RISC-V cores are about 4 years behind ARM. So most they are most suitable for em...

zozbot234 · on May 3, 2022

If anything, a more streamlined frontend matters more at the high-end, because it enables more scalable decode letting you extract increased parallelism out of the code. Better use of your frontend complexity budget also makes it easier to use things like fused microinsn sequences, or the RISC-V compressed insn set which brings code density on par with x86 (an outstanding result for such a clean design) for both RV32 and RV64. This is pretty much what we see going from x86 to ARM, and RISC-V only goes further in the same direction.

seoaeu · on May 3, 2022

Decode doesn't take up much space in a high-end processor. Even if your architecture's decoder doesn't "scale" as well, you can just throw a bunch more transistors at it to get performance. That said, I doubt there's many CPU designers unhappy about a simpler ISA...

imtringued · on May 3, 2022

If macro op fusion is viable then there are more opportunities to throw more transistors at it to get more performance.

seoaeu · on May 3, 2022

The thing that makes most macro op fusion non-viable on x86 is that most of the macro ops you'd want to fuse are already a single instruction!

saagarjha · on May 3, 2022

It's not yet clear if macro-op fusion will really be a thing.

kragen · on May 3, 2022

Hmm, I'm no expert on the subject, but I had heard that CMP/Jcc and TEST/Jcc macro-op fusion has been critical to i386 and amd64 performance, for both Intel and AMD processors, for about 15 years?

saagarjha · on May 3, 2022

Those are "simple" fusions that processor do perform productively. The thing with RISC-V is that a lot of the design rides on "oh we're just going to combine all the very RISC instructions into macro-ops to catch up to what ARM is doing" except nobody is really doing that kind of fusion right now, so it's not clear if this is even feasible.

kragen · on May 3, 2022

Hmm, not even the Allwinner D1 or the SiFive P650? In https://news.ycombinator.com/item?id=29423006 Bruce Hoult says SiFive has been doing macro-op fusion in one case since the 7-series, and I think he's the one that implemented it.

In https://news.ycombinator.com/item?id=29444322 "ruslan" links the original macro-op fusion stuff from 02016: https://riscv.org/wp-content/uploads/2016/07/Tue1130celio-fu... and https://arxiv.org/abs/1607.02318. Surprisingly, those present "shootout" results that are really just "effective dynamic instruction" counts and "dynamic byte" counts, ending in a "design proposal"; they don't seem to have simulated macro-op fusion at RTL level, much less in an FPGA or a MOSIS run.

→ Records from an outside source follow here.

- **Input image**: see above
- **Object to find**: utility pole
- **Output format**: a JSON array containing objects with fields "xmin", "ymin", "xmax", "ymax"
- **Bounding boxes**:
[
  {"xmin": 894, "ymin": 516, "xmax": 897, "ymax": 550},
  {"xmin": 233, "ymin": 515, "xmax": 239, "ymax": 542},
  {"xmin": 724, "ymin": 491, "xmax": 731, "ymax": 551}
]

brucehoult · on May 4, 2022

Certainly I didn't implement it, that was Andrew Waterman. I'm not a hardware person.

I think macro-op fusion (with a few exceptions) is useful only on a narrow set of mid-range cores. High end cores want to split everything up (RISC-V comes pre-split), while low end cores want to use as little hardware as possible.

There are a few exceptions, for example combining a LUI or AUIPC into a full 32 bit constant with the following instruction(s). There is a full 32 bits for that data path already, so that has zero effect on the back end (except just removing an instruction). SLLI/{SRLI,SRAI} pairs is probably another.

avianes · on May 4, 2022

> High end cores want to split everything up (RISC-V comes pre-split)

Yes but a high-end core does not necessarily splits instruction the same way as RISC-V does.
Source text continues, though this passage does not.